Up with the Birdfeeders
Towards the end of October, our family decided to resurrect the birdfeeders in the garden. So out came the assorted nuts and energy-rich fat balls. Within an hour of them going up, they were visited by a riot of Blue Tits, Coal Tits, Great Tits, Robin and Chaffinch. And after a couple of days, they were joined by Nuthatches and even the odd Magpie. The 8 x 20 remains my instrument of choice for kitchen birding, as it’s so small, lightweight and unrivalled in optical excellence to anything else I own.
Speaking of Magpies. I’ve noticed that they are especially loud and conspicuous on these autumn days. They seem to turn up everywhere lol and you invariably hear them before you see them!

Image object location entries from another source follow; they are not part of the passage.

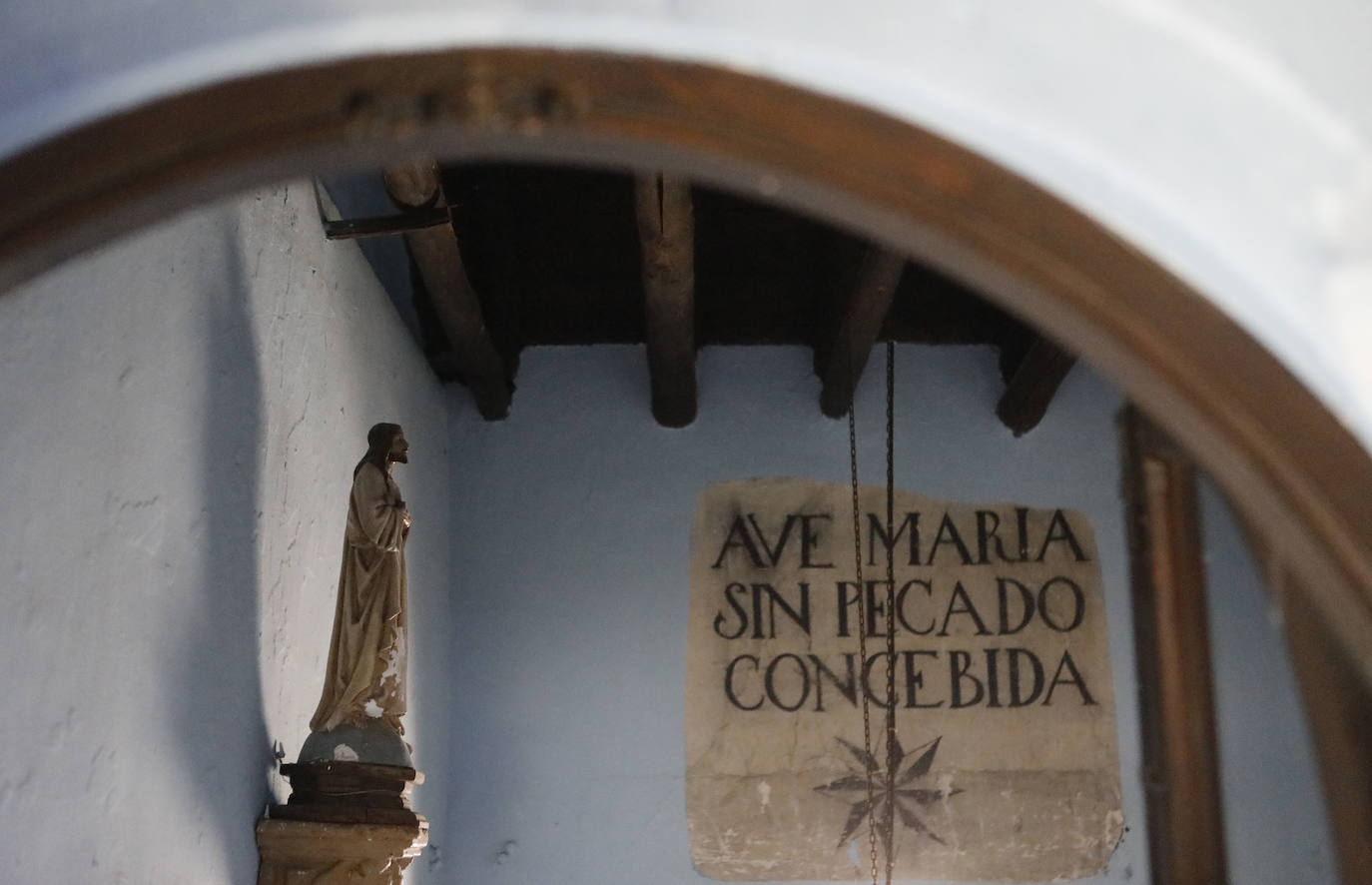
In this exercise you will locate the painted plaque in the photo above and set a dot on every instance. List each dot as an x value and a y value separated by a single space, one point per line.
1006 763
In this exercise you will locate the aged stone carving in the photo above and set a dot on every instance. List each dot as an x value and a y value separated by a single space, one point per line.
365 678
1005 763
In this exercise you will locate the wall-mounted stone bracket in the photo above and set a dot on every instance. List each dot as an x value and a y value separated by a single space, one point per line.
300 852
344 822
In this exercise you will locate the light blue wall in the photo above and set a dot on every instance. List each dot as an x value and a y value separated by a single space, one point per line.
571 525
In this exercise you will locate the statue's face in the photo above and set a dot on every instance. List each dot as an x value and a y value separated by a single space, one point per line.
399 448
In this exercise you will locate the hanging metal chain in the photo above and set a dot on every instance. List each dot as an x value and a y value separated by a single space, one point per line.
891 608
862 627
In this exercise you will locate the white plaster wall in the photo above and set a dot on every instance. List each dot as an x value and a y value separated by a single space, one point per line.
571 591
1273 807
182 414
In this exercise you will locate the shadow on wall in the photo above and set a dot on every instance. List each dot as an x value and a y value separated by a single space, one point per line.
219 715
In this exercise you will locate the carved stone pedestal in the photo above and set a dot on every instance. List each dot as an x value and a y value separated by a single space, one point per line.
344 822
309 852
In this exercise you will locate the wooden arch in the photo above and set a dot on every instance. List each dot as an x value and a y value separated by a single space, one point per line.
1301 480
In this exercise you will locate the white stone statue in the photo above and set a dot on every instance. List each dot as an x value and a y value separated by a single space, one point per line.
363 683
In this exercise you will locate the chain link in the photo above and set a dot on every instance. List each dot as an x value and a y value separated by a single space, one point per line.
891 608
862 624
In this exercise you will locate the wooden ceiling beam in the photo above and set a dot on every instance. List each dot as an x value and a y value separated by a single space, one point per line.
667 235
858 330
1031 386
439 260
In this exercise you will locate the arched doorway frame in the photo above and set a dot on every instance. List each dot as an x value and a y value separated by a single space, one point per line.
1301 480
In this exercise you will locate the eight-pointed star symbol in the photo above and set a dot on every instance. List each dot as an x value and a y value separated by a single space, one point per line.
909 799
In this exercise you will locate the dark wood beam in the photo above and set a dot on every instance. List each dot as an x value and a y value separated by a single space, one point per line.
1176 692
1033 385
858 328
416 186
667 235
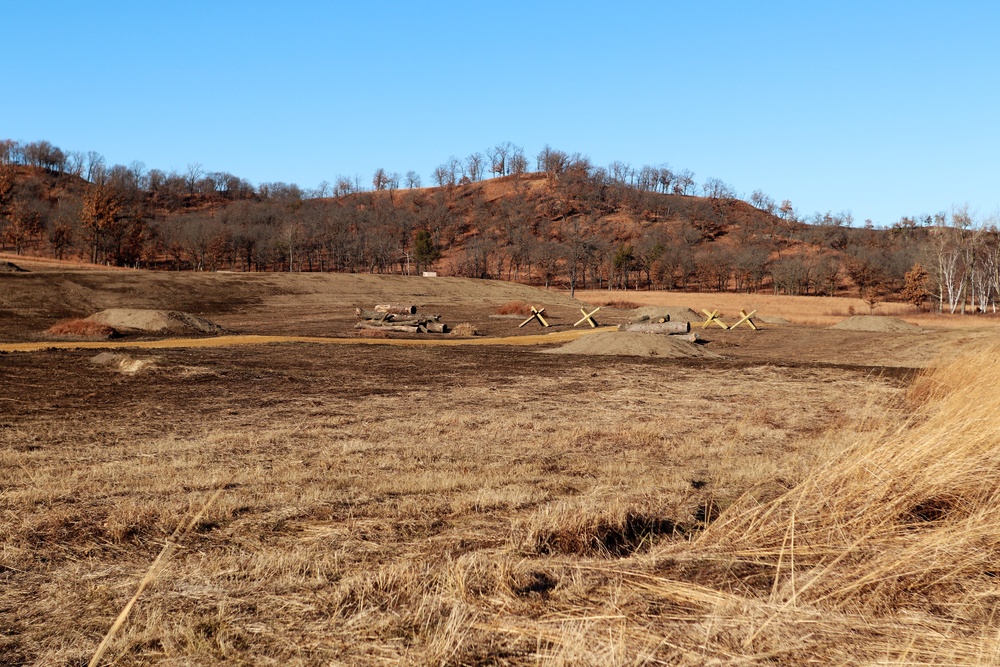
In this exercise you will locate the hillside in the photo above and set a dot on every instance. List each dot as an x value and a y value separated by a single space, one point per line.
573 226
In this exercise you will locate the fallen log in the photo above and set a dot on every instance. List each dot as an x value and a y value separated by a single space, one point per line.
395 309
399 328
657 327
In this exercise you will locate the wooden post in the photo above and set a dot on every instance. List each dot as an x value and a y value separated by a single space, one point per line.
746 317
588 318
535 315
713 318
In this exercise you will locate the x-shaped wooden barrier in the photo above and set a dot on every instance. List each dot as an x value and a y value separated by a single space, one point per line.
588 318
713 318
536 314
746 317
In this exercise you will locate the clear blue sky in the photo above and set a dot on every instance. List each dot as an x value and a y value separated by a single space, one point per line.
883 109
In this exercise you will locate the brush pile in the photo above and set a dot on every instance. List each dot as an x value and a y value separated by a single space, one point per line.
399 319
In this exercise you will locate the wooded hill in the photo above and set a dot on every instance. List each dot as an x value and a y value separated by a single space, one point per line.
569 224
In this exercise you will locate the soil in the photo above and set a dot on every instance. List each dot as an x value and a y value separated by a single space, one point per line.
674 313
627 344
143 320
413 464
876 323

Just like last year, a few have taken up residence in our Rowan tree to settle down for the night. Ever the clever avian, they work their way into the middle of the tree just before sunset to protect themselves from predators lurking in the night.
The Mute Swans up at the Pond didn’t fare so well this year. Although they successfully hatched and reared seven beautiful cygnets, all of them succumbed to predators. Please God, they will be more successful next season!